Non sono d’accordo con l’amico Marcello Neri (cf. Settimananews) e tantomeno con l’illustre John Allen. Il potere di radunare a me è sembrato piuttosto un raduno di poteri che possono rifarsi una verginità a poco prezzo. Un po’ come Big Oil che mette già in bilancio una quota di iniziative ambientali da promuovere e/o subire: massimo risultato (Greenwashing) con il minimo sforzo.
Gli effetti benefici di un convegno simile mi paiono marginali perché il medium, un convegno di super Esperti e manager di varia estrazione introdotto da una ragazzina che fa la messinscena dell’infanzia abusata a favore di telecamera, è ancora il messaggio, malgrado tutto. A cosa serve un raduno del genere?
Forse a sensibilizzare un’opinione pubblica fin troppo sensibile, letteralmente coi nervi a fior di pelle, e al tempo stesso anestetizzata dall’esposizione quotidiana all’innominabile attuale? O forse a rassicurarla che gli Esperti sono al lavoro per risolvere il problema e che la Chiesa è uno di questi Esperti – sì, ma esperta in «trattamento dei dati sensibili» oppure esperta in «umanità»? E la stessa istituzione ecclesiastica non deve forse rifarsi una reputazione nel campo e farlo in fretta (in fretta: assioma epocale) anche a costo di bruciare le tappe?

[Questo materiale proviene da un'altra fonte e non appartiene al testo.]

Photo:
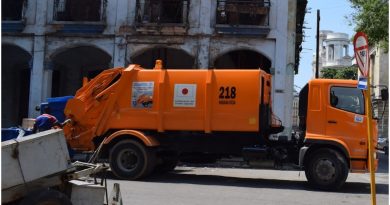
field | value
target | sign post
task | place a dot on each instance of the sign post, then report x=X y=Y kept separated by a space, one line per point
x=360 y=44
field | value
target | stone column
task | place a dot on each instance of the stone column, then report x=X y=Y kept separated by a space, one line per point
x=36 y=79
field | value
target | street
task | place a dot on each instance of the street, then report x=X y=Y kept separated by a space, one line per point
x=211 y=185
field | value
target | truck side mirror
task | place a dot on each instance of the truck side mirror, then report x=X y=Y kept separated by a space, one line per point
x=385 y=94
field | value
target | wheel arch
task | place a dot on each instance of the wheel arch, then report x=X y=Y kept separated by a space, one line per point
x=314 y=145
x=118 y=136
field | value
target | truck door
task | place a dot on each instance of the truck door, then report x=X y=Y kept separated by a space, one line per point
x=346 y=120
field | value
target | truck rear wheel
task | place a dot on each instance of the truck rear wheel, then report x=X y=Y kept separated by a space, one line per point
x=326 y=169
x=130 y=159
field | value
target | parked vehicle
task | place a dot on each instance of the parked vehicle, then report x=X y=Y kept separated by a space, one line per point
x=204 y=115
x=383 y=144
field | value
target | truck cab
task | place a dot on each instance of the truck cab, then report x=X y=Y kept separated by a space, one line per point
x=333 y=120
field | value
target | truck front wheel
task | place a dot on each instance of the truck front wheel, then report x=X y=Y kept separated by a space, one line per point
x=130 y=159
x=326 y=169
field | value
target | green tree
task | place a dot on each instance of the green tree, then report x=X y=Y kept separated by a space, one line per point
x=372 y=18
x=340 y=73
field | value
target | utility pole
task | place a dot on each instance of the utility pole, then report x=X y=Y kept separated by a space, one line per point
x=318 y=44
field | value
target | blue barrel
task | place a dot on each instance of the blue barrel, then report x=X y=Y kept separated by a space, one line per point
x=10 y=133
x=57 y=106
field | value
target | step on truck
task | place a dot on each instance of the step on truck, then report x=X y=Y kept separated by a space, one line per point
x=144 y=120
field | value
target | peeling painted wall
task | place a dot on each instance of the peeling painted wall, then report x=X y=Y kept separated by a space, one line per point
x=120 y=39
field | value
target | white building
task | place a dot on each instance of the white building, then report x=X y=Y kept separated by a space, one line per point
x=334 y=51
x=49 y=45
x=379 y=73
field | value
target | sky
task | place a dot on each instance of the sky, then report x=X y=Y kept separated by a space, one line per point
x=333 y=17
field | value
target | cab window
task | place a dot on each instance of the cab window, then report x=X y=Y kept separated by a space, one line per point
x=347 y=99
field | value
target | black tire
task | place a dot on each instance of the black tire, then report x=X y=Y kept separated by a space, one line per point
x=326 y=169
x=46 y=197
x=130 y=159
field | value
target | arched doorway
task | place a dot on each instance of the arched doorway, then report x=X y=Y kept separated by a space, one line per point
x=70 y=66
x=172 y=58
x=15 y=85
x=246 y=59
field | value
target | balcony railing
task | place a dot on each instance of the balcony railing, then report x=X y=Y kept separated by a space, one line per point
x=243 y=17
x=162 y=12
x=80 y=10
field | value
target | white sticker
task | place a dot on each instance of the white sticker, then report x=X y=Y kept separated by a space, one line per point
x=184 y=95
x=142 y=94
x=358 y=119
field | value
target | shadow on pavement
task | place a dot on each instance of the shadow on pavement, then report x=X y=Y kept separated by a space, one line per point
x=180 y=177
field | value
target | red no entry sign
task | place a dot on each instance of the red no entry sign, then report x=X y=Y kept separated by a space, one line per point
x=362 y=56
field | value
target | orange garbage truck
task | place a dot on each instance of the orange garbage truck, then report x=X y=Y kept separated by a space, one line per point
x=142 y=120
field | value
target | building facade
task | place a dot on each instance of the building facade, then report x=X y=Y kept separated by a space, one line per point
x=50 y=45
x=334 y=51
x=379 y=73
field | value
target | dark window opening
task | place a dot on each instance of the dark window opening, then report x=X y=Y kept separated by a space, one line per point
x=243 y=12
x=162 y=11
x=172 y=58
x=245 y=59
x=79 y=10
x=71 y=65
x=12 y=10
x=347 y=99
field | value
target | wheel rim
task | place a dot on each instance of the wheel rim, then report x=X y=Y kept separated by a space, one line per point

In effetti Francesco mi pare preso in un impasse: da una parte sa benissimo che l’unico soggetto che ha il potere di radunare è il popolo di Dio – popolo che parla la lingua della fede e dunque ogni altro linguaggio va archiviato come residuo di una stagione autoreferenziale o quantomeno decisamente ripensato (Discorso ai vescovi italiani, 18 maggio 2015).
D’altra parte lui stesso continua a promuovere commissioni, dichiarazioni e giornate mondiali d’ogni tipo (nonché a ricevere boss del web tutt’altro che sprovveduti in combutta con qualche improvvido papavero vaticano), inciampando a volte in un lessico mondano («tolleranza zero») o confidando (ne)i propri limiti («Soy un tronco», cioè negato, nell’uso del computer).
Detto questo, parafraso volentieri Evangelii gaudium 49: preferisco un papa incidentato, ferito e sporco per essere uscito per le strade, piuttosto che un papa malato per la chiusura e la comodità di aggrapparsi alle proprie sicurezze (però il vescovo di Roma ci ha talmente familiarizzato con la sua lingua che si capisce al volo quando legge qualcosa che non è farina del suo sacco, come appunto l’altro giorno).